My reaction, whenever I read stuff like this great piece from Michael Hirschorn, is frustratingly simple.
It’s about trading analog dollars for digital pennies. Or, to put it another way, even if we cut out all the overhead of paper and presses and delivery trucks, we can’t pay our existing writers and editors with only our revenue from online ads.
So what’s my reaction? Up your revenue from online ads.
Maybe my reaction’s not that helpful, or maybe it’s a needed slap in the face. A wake-up call.
Newspapers need to be way more imaginative than starting with the assumption that making “a Web-based strategy profitable” must involve the fearsome numbers we see today. If you don’t like today’s numbers, change them. Newspapers need to think about how they can quadruple their online ad revenue per reader.
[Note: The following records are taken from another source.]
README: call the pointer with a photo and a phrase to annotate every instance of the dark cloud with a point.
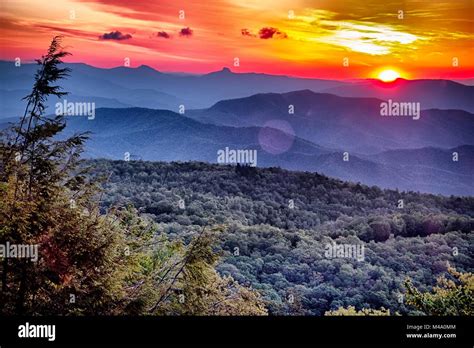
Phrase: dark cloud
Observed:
(246, 32)
(115, 35)
(185, 32)
(269, 33)
(163, 34)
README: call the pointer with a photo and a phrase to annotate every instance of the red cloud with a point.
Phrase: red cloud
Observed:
(186, 32)
(163, 34)
(269, 33)
(115, 35)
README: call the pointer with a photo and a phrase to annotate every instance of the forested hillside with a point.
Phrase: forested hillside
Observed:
(278, 224)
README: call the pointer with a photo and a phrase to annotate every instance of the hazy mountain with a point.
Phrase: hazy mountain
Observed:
(350, 124)
(11, 105)
(431, 94)
(162, 135)
(167, 136)
(146, 87)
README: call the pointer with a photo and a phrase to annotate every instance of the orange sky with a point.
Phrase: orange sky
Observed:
(297, 37)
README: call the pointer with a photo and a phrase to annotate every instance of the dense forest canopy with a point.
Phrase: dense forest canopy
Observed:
(279, 223)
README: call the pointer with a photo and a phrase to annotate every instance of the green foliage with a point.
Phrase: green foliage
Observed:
(351, 311)
(450, 296)
(280, 251)
(91, 262)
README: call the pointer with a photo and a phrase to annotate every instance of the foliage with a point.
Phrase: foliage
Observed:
(449, 297)
(92, 261)
(351, 311)
(279, 250)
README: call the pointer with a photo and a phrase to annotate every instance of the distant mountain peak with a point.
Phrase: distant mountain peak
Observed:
(146, 67)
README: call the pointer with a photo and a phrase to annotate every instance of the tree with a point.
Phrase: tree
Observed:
(89, 262)
(351, 311)
(449, 297)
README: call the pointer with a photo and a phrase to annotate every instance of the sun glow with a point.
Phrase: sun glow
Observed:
(388, 75)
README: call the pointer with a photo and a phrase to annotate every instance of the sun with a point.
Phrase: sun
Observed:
(388, 75)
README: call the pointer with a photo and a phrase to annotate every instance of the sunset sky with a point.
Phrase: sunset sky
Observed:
(418, 39)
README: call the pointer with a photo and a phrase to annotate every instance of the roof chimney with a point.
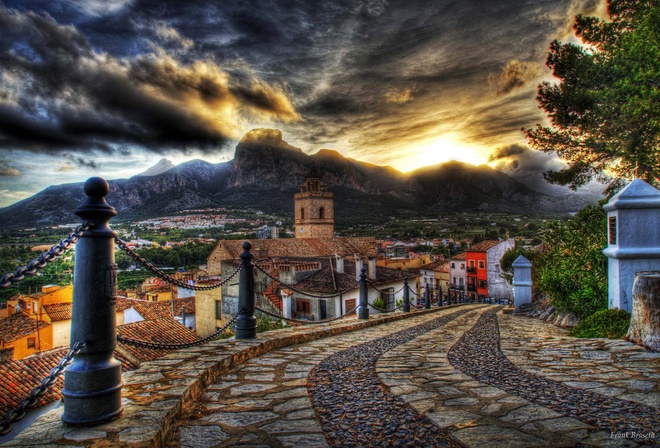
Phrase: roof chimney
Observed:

I believe much of the answer lies in smarter advertising: make it fit the content contextually and make it fit the reader personally. These aren’t new ideas at all. They’re just important to bear in mind because, as worthwhile as Hirschorn’s piece is, it focuses its energy on the editorial side of the operation.
Which isn’t surprising at all, and that’s the point. Even in the best, most insightful posts on the future of news, writers who cut their teeth in a newspapering world in which editorial and business sat on different floors of the office still seem to forget that they really can try to reach into the business model and rejigger the numbers if they really want to.
If you can trade your analog dollars for digital dimes, after all, things don’t look so grim.
LATE UPDATE: Bringing thinking that’s a couple notches smarter, Felix Salmon begs to differ pretty seriously with Hirschorn on NYT.